Drama made good television. 

Erin and Daniel weren’t the focus, though. They weren’t the real cast, the central characters Ben knew would make their stay in the house something special—something he could edit and mix into a masterpiece: A ghost story with no ghosts but plenty of tension and dread and genuine human emotion, raw material with which to make a name. 

Ghosts were still selling well, after all, as was reality programming.

No the “real” cast consisted of his old friends…

Kelsey and Sarah had both revealed what he’d wanted to see when he mentioned the house. They still loathed the place, still held some dark memories. Jared’s death—in all honesty, who could believe he was still alive—had been tragic, but it was history. The present was the thing.

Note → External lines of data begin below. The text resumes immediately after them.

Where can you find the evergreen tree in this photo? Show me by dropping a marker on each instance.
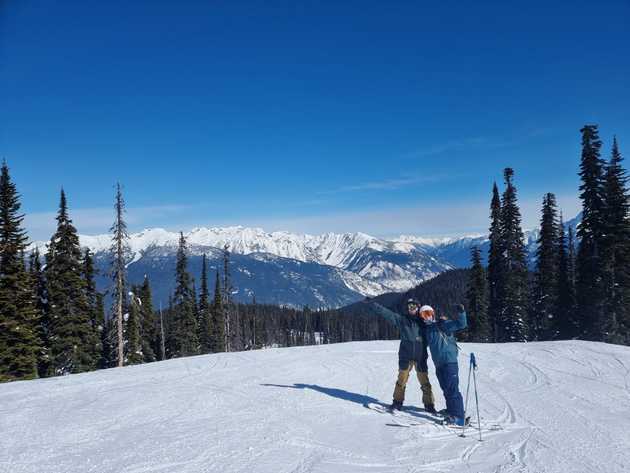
(183, 333)
(565, 326)
(227, 306)
(133, 340)
(119, 250)
(19, 341)
(513, 287)
(71, 334)
(495, 264)
(205, 314)
(42, 309)
(590, 262)
(218, 322)
(149, 324)
(616, 251)
(545, 293)
(91, 295)
(477, 294)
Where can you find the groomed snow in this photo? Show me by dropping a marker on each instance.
(564, 407)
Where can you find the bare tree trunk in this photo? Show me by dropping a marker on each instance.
(119, 249)
(119, 317)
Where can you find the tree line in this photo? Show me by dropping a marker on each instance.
(53, 320)
(580, 284)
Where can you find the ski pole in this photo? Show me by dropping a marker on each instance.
(473, 362)
(466, 405)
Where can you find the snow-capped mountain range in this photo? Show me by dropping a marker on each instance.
(325, 270)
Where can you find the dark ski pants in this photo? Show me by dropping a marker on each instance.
(425, 385)
(448, 376)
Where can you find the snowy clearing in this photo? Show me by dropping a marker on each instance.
(563, 406)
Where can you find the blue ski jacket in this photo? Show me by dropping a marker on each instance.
(441, 339)
(412, 343)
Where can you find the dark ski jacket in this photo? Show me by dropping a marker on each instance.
(412, 343)
(441, 340)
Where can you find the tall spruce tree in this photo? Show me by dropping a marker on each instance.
(42, 308)
(19, 341)
(477, 296)
(218, 322)
(590, 258)
(119, 249)
(205, 313)
(513, 285)
(495, 264)
(616, 252)
(183, 331)
(565, 324)
(71, 335)
(545, 291)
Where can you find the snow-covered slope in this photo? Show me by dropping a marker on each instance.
(563, 407)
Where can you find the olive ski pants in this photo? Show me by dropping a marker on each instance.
(425, 385)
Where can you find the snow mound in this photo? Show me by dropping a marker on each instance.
(562, 406)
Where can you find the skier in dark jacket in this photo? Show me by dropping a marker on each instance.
(440, 338)
(412, 352)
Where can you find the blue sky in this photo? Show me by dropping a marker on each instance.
(382, 117)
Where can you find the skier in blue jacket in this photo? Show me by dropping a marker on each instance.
(439, 334)
(412, 352)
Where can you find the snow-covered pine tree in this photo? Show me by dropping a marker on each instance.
(40, 294)
(513, 285)
(616, 251)
(19, 335)
(477, 298)
(495, 265)
(71, 335)
(229, 332)
(542, 321)
(565, 324)
(205, 314)
(119, 249)
(183, 329)
(218, 321)
(149, 324)
(590, 258)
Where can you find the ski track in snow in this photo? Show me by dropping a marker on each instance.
(562, 406)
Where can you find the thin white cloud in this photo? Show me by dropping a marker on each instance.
(385, 184)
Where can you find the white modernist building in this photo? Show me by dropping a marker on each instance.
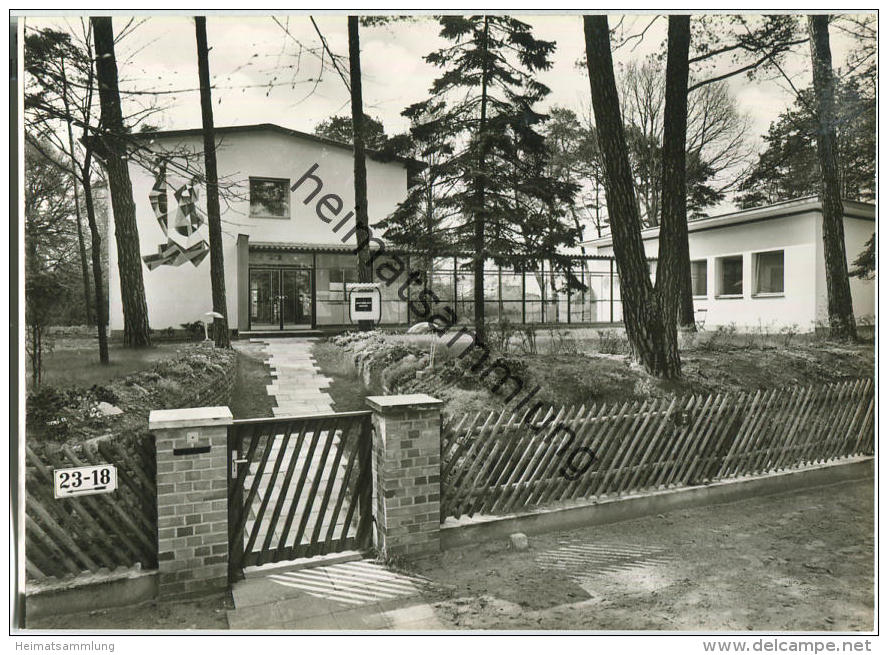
(764, 267)
(287, 224)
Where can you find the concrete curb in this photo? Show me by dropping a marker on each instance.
(636, 506)
(112, 591)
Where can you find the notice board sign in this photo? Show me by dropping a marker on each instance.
(364, 302)
(84, 480)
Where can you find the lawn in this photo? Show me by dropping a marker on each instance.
(250, 397)
(75, 362)
(586, 367)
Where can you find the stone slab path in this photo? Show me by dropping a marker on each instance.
(298, 384)
(297, 389)
(356, 595)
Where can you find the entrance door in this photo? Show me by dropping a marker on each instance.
(296, 297)
(280, 298)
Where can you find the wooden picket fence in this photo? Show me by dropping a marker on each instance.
(504, 462)
(67, 537)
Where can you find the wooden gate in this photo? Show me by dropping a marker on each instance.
(298, 487)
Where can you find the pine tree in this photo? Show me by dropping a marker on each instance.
(221, 333)
(648, 312)
(489, 156)
(838, 289)
(114, 155)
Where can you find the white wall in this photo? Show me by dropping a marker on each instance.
(863, 292)
(792, 234)
(178, 294)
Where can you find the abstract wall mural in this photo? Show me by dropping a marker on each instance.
(184, 243)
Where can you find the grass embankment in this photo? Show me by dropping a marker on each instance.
(571, 371)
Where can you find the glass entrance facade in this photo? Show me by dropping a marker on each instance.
(280, 298)
(299, 287)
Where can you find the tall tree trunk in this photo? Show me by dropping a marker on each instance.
(214, 215)
(651, 331)
(95, 239)
(687, 320)
(362, 221)
(129, 263)
(838, 288)
(84, 268)
(479, 199)
(675, 286)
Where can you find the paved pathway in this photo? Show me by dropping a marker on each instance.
(297, 390)
(355, 595)
(298, 384)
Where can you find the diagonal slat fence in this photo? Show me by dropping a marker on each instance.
(500, 463)
(67, 537)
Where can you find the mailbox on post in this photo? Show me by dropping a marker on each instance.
(364, 302)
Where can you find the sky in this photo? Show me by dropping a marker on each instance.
(249, 53)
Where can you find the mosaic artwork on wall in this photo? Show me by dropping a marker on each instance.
(184, 243)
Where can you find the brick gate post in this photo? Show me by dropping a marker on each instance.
(192, 500)
(407, 459)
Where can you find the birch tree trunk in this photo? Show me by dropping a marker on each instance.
(129, 262)
(838, 288)
(221, 333)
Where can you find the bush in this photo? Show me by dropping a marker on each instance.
(612, 342)
(720, 339)
(194, 329)
(527, 334)
(561, 342)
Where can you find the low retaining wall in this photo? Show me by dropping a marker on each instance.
(457, 533)
(94, 592)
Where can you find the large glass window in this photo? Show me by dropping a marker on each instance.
(769, 272)
(269, 197)
(698, 277)
(730, 271)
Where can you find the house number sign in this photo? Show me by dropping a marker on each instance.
(85, 480)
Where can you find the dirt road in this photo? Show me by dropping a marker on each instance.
(794, 561)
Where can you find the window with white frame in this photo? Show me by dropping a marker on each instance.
(340, 277)
(269, 197)
(730, 275)
(698, 277)
(768, 272)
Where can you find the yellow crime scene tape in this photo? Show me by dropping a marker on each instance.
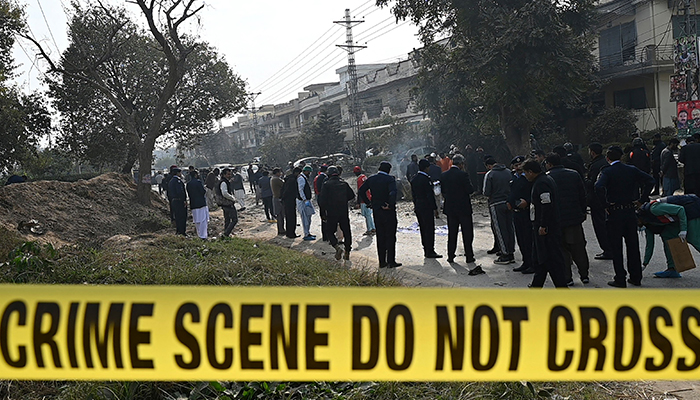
(333, 334)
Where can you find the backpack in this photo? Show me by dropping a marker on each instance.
(221, 201)
(690, 202)
(641, 159)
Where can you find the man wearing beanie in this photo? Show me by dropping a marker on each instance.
(383, 188)
(424, 207)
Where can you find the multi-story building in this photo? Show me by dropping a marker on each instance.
(635, 57)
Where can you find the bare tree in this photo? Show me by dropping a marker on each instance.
(148, 77)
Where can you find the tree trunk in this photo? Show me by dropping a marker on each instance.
(143, 189)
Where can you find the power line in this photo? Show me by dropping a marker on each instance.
(295, 58)
(292, 73)
(47, 25)
(283, 91)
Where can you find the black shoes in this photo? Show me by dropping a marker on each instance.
(476, 271)
(521, 268)
(505, 260)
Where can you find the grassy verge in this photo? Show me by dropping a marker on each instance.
(170, 260)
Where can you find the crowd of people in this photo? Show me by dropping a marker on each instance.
(539, 202)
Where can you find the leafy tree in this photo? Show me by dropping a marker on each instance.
(506, 65)
(613, 125)
(23, 118)
(121, 88)
(323, 136)
(279, 151)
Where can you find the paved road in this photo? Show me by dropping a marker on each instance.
(418, 271)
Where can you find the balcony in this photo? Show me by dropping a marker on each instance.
(635, 61)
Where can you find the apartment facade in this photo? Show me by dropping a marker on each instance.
(635, 58)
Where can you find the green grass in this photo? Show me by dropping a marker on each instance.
(171, 260)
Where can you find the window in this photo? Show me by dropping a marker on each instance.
(634, 99)
(618, 44)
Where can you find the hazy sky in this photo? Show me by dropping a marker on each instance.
(277, 46)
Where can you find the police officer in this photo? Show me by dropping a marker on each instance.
(178, 202)
(424, 206)
(598, 161)
(546, 233)
(519, 202)
(620, 185)
(383, 189)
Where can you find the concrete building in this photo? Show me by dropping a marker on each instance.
(635, 58)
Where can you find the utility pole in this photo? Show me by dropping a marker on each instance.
(352, 48)
(252, 97)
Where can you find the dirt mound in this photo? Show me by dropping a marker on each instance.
(80, 212)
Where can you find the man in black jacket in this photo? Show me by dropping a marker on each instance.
(519, 202)
(659, 146)
(545, 227)
(424, 207)
(178, 200)
(572, 213)
(620, 185)
(595, 151)
(334, 199)
(690, 157)
(289, 199)
(456, 188)
(383, 189)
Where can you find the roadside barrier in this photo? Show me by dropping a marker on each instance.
(339, 334)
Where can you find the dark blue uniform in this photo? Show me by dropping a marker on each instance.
(383, 189)
(546, 252)
(621, 184)
(456, 188)
(178, 199)
(521, 188)
(424, 206)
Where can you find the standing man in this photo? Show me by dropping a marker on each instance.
(289, 198)
(481, 170)
(595, 202)
(620, 184)
(178, 200)
(519, 202)
(383, 188)
(545, 227)
(304, 206)
(690, 157)
(365, 210)
(276, 184)
(210, 183)
(198, 204)
(251, 177)
(571, 195)
(238, 188)
(335, 196)
(497, 189)
(266, 196)
(319, 180)
(227, 201)
(659, 147)
(456, 188)
(425, 207)
(159, 182)
(669, 168)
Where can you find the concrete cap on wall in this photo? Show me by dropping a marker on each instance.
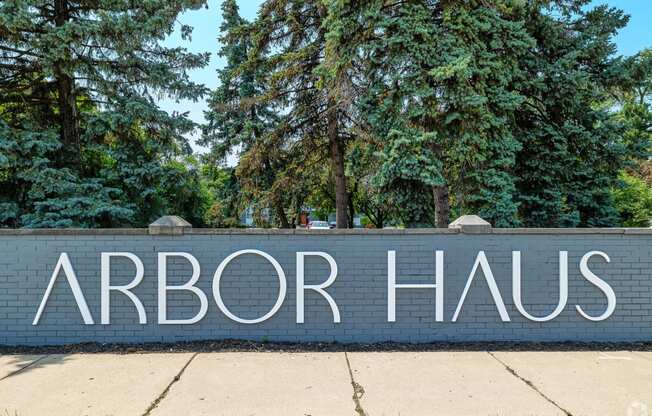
(169, 225)
(471, 224)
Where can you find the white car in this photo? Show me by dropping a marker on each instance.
(319, 225)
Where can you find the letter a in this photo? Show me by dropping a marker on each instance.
(481, 261)
(64, 262)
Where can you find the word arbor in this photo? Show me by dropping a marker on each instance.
(64, 265)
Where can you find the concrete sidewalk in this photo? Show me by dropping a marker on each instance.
(373, 384)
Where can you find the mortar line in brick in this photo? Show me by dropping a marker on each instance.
(21, 369)
(165, 392)
(529, 383)
(358, 390)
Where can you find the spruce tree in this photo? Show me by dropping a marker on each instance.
(84, 143)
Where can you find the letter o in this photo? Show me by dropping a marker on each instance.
(281, 292)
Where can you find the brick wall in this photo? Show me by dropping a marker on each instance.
(250, 286)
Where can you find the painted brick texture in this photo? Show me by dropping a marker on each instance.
(250, 286)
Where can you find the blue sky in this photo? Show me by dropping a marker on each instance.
(636, 36)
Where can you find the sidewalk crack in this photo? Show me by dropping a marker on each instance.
(165, 392)
(530, 384)
(358, 390)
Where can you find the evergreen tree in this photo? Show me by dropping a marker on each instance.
(241, 121)
(572, 148)
(289, 41)
(83, 141)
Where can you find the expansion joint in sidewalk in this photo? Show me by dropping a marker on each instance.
(165, 392)
(358, 390)
(529, 383)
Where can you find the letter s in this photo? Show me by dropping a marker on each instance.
(600, 284)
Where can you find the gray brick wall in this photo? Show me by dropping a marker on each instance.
(249, 286)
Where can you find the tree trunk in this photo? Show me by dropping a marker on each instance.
(66, 90)
(337, 162)
(442, 206)
(280, 215)
(351, 211)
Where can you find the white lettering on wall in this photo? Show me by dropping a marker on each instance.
(563, 286)
(163, 288)
(281, 292)
(301, 286)
(481, 261)
(64, 262)
(392, 286)
(601, 284)
(106, 287)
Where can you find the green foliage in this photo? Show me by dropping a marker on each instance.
(633, 199)
(83, 141)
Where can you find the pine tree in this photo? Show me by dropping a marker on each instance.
(572, 147)
(240, 120)
(84, 143)
(289, 42)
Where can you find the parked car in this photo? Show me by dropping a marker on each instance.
(318, 225)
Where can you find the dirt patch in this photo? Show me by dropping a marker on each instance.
(230, 345)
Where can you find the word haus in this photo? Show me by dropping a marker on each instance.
(479, 266)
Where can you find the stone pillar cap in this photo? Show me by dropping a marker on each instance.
(471, 224)
(169, 225)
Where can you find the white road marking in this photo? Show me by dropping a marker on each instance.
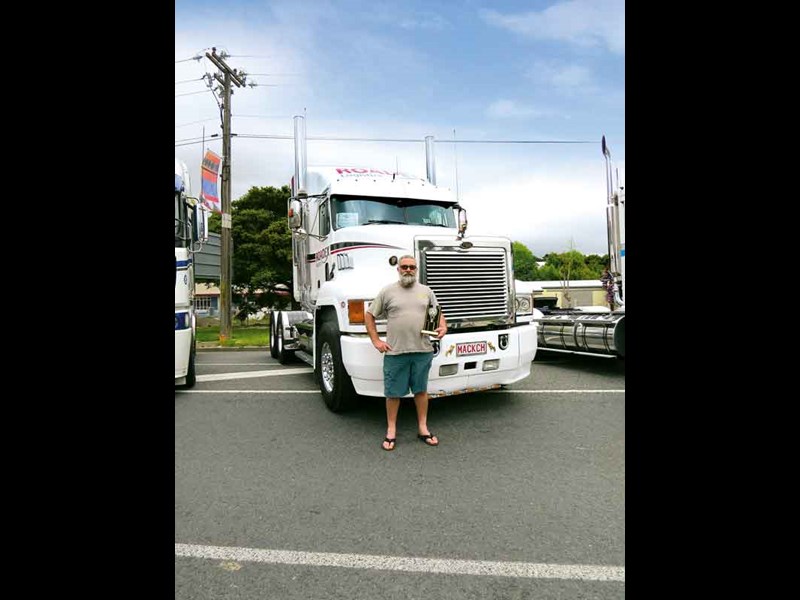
(238, 364)
(251, 374)
(317, 391)
(406, 563)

In the present, Kelsey and Sarah remembered Jared. Of course, they remembered the dead man, too, Mr. John Doe suicide.

He didn’t believe there were ghosts in the house, but bad memories and a little stress would stir the emotions just enough—maybe enough to see even a cool nut like Johnny crack a bit. Ben had always wanted to see Johnny crack. His cameras would be there to catch it all. Maybe, just maybe, they’d catch everything.

And maybe, just maybe, he could put his dreams to rest, put the nightmares to rest…

“Um, Mr. Wormsley? Hey—don’t you think one of us should find baggage claim?”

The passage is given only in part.